The funniest thing to watch on television during the last two weeks has been the shock and disbelief in the faces and voices of the TV networks’ elite anchors about the rough turn of events in China. In measured, shocked tones, NBC’s Tom Brokaw said, “Nobody expected this to happen!”
“Nobody,” Tom? You should have said, nobody in the cloistered little group you associate with or call on for information. If that is, indeed, the case, then you should immediately investigate your network’s resource bank on which you base your expectations.
I can’t find anyone I know who did NOT expect the crackdown to happen. Out here in the hinterland, it was easy to predict that the mailed fist of Communism would smash into the faces of the students.
It looks like the electronic media actually expected that they could bring down a dictatorial government just like the televised pictures of mobs in the streets brought down the Ferdinand Marcos government in the Philippines. The media apparently didn’t recognize the fundamental difference: Marcos was a Westerner who wouldn’t order the army to shoot down unarmed civilians, while Communists have no such compunctions.
The historical fact is that the Chinese Communist regime is the most criminal and repressive in history. No other despot is even in the same class, not even Stalin at his worst.
In 1971, the U.S. Senate Internal Security Subcommittee published a landmark document called “The Human Cost of Communism in China.” It was compiled from reliable sources and written by a widely recognized authority on China and Asian affairs, Professor Richard Walker of the University of South Carolina.
Walker estimated that the number of deaths directly traceable to the Chinese Communist regime is between 34 and 64 million, the most extensive and horrendous record of killings of any government known to history. Deng Xiaoping is part of the same regime that took power in China in 1949 under Mao Tse-tung.

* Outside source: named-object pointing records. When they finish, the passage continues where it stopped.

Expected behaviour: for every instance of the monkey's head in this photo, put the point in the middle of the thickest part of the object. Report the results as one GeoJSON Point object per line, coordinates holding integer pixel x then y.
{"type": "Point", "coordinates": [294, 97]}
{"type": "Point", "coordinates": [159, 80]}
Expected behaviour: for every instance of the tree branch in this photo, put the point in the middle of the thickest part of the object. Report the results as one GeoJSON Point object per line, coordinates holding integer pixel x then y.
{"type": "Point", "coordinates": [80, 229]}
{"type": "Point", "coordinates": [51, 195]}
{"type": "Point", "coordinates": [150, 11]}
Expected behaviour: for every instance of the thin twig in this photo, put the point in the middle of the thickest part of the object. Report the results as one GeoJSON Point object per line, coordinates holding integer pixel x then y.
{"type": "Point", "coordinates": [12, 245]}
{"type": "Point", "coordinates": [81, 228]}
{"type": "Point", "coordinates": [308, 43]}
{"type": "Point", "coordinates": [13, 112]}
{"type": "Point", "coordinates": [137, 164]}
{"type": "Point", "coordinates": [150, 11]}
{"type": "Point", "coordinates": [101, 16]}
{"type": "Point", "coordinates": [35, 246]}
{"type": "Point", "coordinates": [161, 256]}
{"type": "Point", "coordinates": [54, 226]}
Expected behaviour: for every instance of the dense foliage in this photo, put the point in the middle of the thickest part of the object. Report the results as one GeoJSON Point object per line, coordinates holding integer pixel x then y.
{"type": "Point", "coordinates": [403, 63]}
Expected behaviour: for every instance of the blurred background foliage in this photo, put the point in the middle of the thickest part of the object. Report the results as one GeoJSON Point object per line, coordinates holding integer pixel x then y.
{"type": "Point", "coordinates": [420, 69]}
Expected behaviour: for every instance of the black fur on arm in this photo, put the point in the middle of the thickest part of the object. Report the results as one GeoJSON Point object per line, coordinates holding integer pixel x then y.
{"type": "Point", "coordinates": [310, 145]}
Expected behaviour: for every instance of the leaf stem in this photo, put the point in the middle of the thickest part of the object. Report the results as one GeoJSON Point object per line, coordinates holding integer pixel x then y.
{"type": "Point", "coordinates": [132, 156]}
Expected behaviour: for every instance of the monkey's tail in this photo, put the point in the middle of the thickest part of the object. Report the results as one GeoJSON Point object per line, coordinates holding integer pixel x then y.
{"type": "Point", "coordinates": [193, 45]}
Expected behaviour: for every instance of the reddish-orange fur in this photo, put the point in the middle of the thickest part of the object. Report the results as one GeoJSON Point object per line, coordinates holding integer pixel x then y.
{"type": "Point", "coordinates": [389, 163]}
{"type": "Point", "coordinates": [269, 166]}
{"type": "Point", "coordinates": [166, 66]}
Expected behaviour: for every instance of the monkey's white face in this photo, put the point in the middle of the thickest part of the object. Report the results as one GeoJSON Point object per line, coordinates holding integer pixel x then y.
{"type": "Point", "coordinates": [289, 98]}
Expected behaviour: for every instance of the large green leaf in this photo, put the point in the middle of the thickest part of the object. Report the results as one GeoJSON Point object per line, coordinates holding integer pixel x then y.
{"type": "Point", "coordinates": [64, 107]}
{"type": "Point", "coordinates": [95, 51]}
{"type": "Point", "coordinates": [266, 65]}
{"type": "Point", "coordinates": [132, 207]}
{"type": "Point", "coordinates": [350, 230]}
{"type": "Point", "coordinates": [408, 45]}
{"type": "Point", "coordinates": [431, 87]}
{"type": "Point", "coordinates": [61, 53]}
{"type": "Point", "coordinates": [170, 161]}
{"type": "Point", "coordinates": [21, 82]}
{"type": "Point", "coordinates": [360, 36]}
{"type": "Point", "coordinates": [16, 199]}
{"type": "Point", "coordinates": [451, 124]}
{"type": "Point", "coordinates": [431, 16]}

Here are some of Professor Walker’s calculations, which have been considered the authoritative figures ever since 1971. The political liquidation campaigns between 1949 and 1958 took a toll of between 15 and 30 million deaths, the Great Leap Forward and the Communes killed one to two million persons, and deaths in forced labor camps and “frontier development” totaled 15 to 25 million lives.
Many of the executions took place after mass public trials in which the assembled crowds, whipped up to a frenzy by planted agitators, called for death without mercy. Mao and his colleagues not only made no attempt to conceal this violence, but the official Communist press and radio broadcast the most gruesome and detailed accounts in order to amplify the mass terror.
The eminent British Sovietologist, Robert Conquest, estimated that the human cost of Communism in the Soviet Union was at least 21,500,000 persons executed or killed. So, whatever we think of Stalinist Russia, the Chinese are as evil or worse.
In line with the old adage “it takes one to know one,” the Soviets have provided some interesting reports on the inhumanity of Chinese Communism. Radio Moscow, on May 30, 1967, claimed that more than 18 million political prisoners were languishing in some 10,000 camps in mainland China, and that the prisoners were being “treated like animals.”
A United Nations report of 1955 state that 20 to 25 million persons were then held in regular Chinese Communist labor camps and another 12.5 million in “corrective” labor camps. All estimates are more than ten million for the number of Chinese in forced labor camps “for reform.”
In the months just before Richard Nixon’s 1972 journey to pay his respects to the Mao regime, Chinese troops were machine-gunning scores of their fellow Chinese who were trying to escape to Hong Kong.
The intellectual repression was just as ruthless. When Richard Nixon traveled to China in February 1972 and called for “normalization” of relations, American reporters discovered that entire bookstores were devoted exclusively – not just to Communist propaganda but – to the writings of just one man, Mao Tse-tung.
I remember that, during the TV coverage of that opening, a reporter asked a young couple, “What do you do when you go out on a date?” The woman dutifully replied, “We read the writings of Chairman Mao.”
The Deng Xiaoping regime has continued to demonstrate its inhumanity by its forced late-term abortions on unwilling mothers. Dictators who are so cruel to women could not be expected to be less so to students.
The diplomates and businessmen who once talked so effusively about “playing the China card” now find that a China card isn’t in the deck.